Compile .proto files using protogen program:

# ./protogen model.proto model.pg.hh

Include the generated header file in your source code and use it. That’s all!

#include "model.pg.hh" ... // create and populate an object Person person1; person1.name = "이주영"; person1.age = 32; person1.pets.push_back("티그"); // JSON serialization std::string json; if (!person1.serialize(json)) std::cerr << "Error" << std::endl; // JSON deserialization Person person2; if (!person2.deserialize(json)) std::cerr << "Error" << std::endl; else std::cout << person2.name << std::endl; // JSON deserialization with parameters and error information (optional) Person person3; protogen_3_0_0::Parameters params; if (!person3.deserialize(json, &params)) std::cerr << "Error: " << params.error.message << " at " << params.error.line << ':' << params.error.column << std::endl; else std::cout << person3.name << std::endl; ...

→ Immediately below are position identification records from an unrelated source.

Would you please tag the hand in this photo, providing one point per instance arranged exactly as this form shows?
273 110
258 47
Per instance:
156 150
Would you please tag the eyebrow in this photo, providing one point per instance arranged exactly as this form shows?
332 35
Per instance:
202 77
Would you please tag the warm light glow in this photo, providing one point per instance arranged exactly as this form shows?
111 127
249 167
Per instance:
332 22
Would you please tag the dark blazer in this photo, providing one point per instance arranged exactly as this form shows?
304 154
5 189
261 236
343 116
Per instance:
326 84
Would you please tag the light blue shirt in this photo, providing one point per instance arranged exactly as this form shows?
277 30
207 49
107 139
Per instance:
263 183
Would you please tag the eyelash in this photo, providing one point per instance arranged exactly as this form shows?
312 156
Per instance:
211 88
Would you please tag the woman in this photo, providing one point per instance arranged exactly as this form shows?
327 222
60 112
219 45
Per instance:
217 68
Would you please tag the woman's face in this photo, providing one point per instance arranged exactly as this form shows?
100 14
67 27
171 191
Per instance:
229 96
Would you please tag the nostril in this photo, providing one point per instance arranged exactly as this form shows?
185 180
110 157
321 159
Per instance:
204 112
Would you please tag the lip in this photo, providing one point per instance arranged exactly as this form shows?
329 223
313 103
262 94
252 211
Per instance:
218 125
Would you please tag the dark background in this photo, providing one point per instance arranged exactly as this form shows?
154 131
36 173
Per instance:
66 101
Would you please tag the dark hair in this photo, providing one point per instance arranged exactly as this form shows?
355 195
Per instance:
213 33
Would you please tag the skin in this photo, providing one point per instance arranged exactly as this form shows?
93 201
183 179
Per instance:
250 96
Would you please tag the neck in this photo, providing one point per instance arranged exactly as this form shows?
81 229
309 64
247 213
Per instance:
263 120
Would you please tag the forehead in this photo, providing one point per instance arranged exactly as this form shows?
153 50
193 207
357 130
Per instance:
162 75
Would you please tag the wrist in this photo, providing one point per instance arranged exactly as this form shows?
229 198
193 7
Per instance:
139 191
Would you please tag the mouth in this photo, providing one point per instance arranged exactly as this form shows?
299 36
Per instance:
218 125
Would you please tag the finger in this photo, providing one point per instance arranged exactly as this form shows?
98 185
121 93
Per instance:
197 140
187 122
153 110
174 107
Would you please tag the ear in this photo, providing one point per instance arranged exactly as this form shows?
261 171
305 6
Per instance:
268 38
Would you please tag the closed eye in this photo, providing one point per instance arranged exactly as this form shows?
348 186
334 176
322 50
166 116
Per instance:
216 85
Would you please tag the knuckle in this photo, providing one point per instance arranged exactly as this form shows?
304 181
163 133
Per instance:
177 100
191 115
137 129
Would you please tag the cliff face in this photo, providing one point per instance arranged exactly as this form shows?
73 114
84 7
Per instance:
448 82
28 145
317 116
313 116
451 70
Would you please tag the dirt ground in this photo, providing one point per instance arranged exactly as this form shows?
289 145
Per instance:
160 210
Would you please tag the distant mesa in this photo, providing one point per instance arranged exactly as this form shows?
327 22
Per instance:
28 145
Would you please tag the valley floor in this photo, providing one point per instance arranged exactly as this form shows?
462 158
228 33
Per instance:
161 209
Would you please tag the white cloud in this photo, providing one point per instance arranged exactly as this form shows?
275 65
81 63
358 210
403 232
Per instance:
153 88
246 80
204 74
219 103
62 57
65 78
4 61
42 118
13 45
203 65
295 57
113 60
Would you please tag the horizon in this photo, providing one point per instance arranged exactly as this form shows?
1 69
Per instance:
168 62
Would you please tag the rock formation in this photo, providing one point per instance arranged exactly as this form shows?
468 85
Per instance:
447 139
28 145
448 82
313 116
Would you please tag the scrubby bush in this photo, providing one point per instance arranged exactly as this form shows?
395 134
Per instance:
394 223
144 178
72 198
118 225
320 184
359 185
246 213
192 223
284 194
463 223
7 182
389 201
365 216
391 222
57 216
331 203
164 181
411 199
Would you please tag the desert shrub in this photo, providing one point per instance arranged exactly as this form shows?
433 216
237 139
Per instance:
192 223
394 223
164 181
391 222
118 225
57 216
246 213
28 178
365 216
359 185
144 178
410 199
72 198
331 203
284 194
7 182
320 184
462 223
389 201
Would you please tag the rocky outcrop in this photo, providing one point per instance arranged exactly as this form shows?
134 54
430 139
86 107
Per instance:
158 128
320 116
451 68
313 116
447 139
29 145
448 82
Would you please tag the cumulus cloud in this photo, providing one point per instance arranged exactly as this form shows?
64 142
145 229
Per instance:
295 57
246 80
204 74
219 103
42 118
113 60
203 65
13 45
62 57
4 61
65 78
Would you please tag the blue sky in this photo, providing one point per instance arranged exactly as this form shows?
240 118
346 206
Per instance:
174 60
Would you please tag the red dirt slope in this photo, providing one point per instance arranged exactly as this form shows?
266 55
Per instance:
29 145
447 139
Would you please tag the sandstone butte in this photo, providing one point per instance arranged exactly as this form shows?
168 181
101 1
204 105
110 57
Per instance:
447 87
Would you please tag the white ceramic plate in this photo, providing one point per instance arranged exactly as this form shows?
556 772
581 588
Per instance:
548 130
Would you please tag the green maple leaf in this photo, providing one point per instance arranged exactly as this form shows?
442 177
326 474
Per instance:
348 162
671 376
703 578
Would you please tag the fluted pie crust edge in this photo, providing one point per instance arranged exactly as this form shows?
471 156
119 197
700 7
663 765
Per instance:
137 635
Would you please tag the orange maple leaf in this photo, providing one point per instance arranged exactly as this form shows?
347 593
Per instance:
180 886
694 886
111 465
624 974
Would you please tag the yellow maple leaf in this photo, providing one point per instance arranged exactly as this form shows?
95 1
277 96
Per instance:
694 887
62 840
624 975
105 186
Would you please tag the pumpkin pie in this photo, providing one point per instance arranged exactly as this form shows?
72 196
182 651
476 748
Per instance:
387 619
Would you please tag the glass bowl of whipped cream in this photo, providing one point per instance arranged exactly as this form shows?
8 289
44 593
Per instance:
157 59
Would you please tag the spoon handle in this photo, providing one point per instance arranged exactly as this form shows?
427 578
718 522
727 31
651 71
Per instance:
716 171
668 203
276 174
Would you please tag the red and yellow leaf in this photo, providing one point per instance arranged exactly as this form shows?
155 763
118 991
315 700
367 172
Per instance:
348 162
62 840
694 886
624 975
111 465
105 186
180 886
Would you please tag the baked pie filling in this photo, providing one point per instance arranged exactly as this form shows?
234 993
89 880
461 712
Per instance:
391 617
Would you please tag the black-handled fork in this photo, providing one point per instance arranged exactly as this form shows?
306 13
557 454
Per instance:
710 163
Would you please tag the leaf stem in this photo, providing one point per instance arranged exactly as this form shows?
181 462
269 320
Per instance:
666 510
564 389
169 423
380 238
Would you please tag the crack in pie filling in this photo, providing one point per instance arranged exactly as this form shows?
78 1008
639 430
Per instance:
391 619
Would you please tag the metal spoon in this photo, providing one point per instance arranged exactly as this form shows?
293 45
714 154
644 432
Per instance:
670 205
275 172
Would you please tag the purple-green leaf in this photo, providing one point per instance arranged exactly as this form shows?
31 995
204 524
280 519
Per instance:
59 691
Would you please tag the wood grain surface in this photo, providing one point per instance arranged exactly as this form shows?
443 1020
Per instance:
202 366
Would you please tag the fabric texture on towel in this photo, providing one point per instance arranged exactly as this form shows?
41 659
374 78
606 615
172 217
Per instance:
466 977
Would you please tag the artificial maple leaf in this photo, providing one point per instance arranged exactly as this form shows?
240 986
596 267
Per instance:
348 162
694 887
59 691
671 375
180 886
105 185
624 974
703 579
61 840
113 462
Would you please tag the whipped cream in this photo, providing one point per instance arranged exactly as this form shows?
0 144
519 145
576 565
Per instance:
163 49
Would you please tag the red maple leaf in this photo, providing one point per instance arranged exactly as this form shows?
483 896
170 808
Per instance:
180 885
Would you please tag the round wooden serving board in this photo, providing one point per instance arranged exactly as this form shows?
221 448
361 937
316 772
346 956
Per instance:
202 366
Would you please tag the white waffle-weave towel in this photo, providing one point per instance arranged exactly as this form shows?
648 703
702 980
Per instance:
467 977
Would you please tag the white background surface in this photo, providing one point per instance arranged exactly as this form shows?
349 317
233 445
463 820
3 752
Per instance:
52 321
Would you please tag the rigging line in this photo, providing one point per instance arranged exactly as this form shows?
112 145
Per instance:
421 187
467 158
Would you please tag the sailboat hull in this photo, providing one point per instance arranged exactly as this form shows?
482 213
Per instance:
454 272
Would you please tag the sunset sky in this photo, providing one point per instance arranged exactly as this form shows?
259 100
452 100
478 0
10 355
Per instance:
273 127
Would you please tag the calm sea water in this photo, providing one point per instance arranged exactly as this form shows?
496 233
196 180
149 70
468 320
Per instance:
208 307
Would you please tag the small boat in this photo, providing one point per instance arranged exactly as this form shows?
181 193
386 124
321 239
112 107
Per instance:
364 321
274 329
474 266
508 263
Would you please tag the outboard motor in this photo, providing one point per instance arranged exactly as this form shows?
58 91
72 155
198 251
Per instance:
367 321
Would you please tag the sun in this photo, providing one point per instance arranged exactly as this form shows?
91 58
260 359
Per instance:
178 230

Compile the program as usual. In the example above, the output would be:

{"name":"이주영","age":32,"pets":["티그"]} 이주영 이주영

Types generated by protogen compiler contain helper functions like clear, empty and comparison operators.

Supported proto3 options

These options can be set in the proto3 file:

  • obfuscate_strings (top-level) – Enable string obfuscation. If enabled, all strings in the C++ generated file will be obfuscated with a very simple (and insecure) algorithm. The default value is false. This option can be used to make a little difficult for curious people to find out your JSON field names by inspecting binary files.
  • number_names (top-level) – Use field numbers as JSON field names. The default value is false. If enabled, every JSON field name will be the number of the corresponding field in the .proto file. This can reduce significantly the size of the JSON output.
  • transient (field-level) – Make the field transient (true) or not (false). Transient fields are not serialized/deserialized. The default value is false.
  • cpp_use_lists (top-level) – Use std::list (true) instead of std::vector (false) in repeated fields. This gives best performance if your program constantly changes repeated fields (add and/or remove items). This option does not affect bytes fields which always use std::vector. The default value is false (i.e. use std::vector).
  • name (field-level) – Specify a custom name for the JSON field, while retaining the C++ field name as defined in the message. If no custom name is provided, the JSON field and the C++ field name will be the same.

Features

Supported field types:

  • messages (see Limitations)
  • repeated
  • optional - Fields are always optional, but the syntax is accepted for completeness.
  • double, float
  • int32, sint32, uint32, fixed32, sfixed32
  • int64, sint64, uint64, fixed64, sfixed64
  • bool
  • string
  • bytes
  • any
  • oneof - The compiler do not actually supports it, but you can have a similar behavior by calling empty to check whether a field is present.
  • map

Proto3 syntax features:

  • Line and block comments
  • Packages
  • Imports
  • Options
  • Nested messages
  • Enumerations

Type mapping

The following table maps proto3 types with their corresponding C++ types in generated code. In the namespace protogen_x_y_z, the part x_y_z will be replaced by the current version number.

proto3 C++
message class
repeated std::vector or std::list
double protogen_x_y_z::field<double>
float protogen_x_y_z::field<float>
int32 protogen_x_y_z::field<int32_t>
sint32 protogen_x_y_z::field<int32_t>
uint32 protogen_x_y_z::field<uint32_t>
int64 protogen_x_y_z::field<int64_t>
sint64 protogen_x_y_z::field<int64_t>
uint64 protogen_x_y_z::field<uint64_t>
fixed32 protogen_x_y_z::field<uint32_t>
fixed64 protogen_x_y_z::field<uint64_t>
sfixed32 protogen_x_y_z::field<int32_t>
sfixed64 protogen_x_y_z::field<int64_t>
bool protogen_x_y_z::field<bool>
string protogen_x_y_z::string_field
bytes std::vector<uint8_t>

Some considerations:

  • optional is accepted only for compatibility since everything is always optional in protogen and all field types have the empty function to check its presence.
  • Exact precision for 64-bit integers (e.g. int64, uint64) is guaranteed only when using up to 53 bits, since JSON numbers are always IEEE-754 doubles.
  • C++ integer types are defined by <cstdint>.

Limitations

These are the current limitations of the implementation. Some of them may be removed in future versions.

Proto3 parser:

  • Circular references are not supported;

License

The library and the compiler are distributed under Apache License 2.0.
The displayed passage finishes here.